Bar tabs come up frequently in The Sun Also Rises, only natural when you consider how much alcohol Jake and his friends drink. It seems every time a drink is consumed, there is a small kerfuffle over who will pay for it. Interestingly, the group takes their drinking as seriously as they do paying for the drinks - which is to say, not seriously at all.  I think their attitude has its roots in the war; their shifting of financial responsibility and obligation from member to member, always passing the buck while uncertain where it stops, echoes the soldier's nebulous web of obligation and non-obligation. Following the bloodbath and destruction of the war, no one seems to know who is finally responsible for any action, and their continual engagement in the transient pleasure of alcohol with disinterest to the financial, physical, and moral consequences reflect that. Jake's bar tabs are the anachronistic reminder that once upon a time, actions that taken had to be answered to and carried weight. But during the war, the horrific injuries the group members suffer and the bloody images they see trace back to no one, and they return to peacetime thinking that they have now earned the right to live similarly. The bar tabs’ continual presence in the story tells the reader that Jake remembers a long time ago he, too, cared about such consequences.

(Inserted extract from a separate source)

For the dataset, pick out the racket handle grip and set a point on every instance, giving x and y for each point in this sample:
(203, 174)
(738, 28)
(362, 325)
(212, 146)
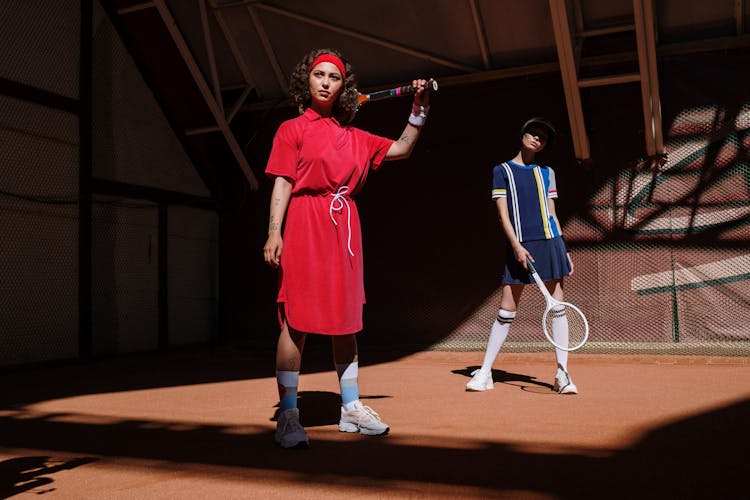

Similarly, the group lives their life as one big fiesta, magically avoiding the imminent hangovers that their Bacchanalian adventure would realistically entail. Jake’s storytelling often hints at his fatigue and exhaustion, but chooses not to attribute this to the copious amounts of alcohol he consumes. Instead, he sees weariness (and alcohol) as a fundamental characteristic of post-war life. This lets Jake off the hook for his behavior, detaching drinking’s consequences from the act of drinking itself, and leads him and the group to believe they can outrun anything. Just as Mike always believes he will find money as he sits mired in bankruptcy, the group continues to drink, believing that they will escape their hangovers with another drink. But for the Lost Generation, the trick might just work.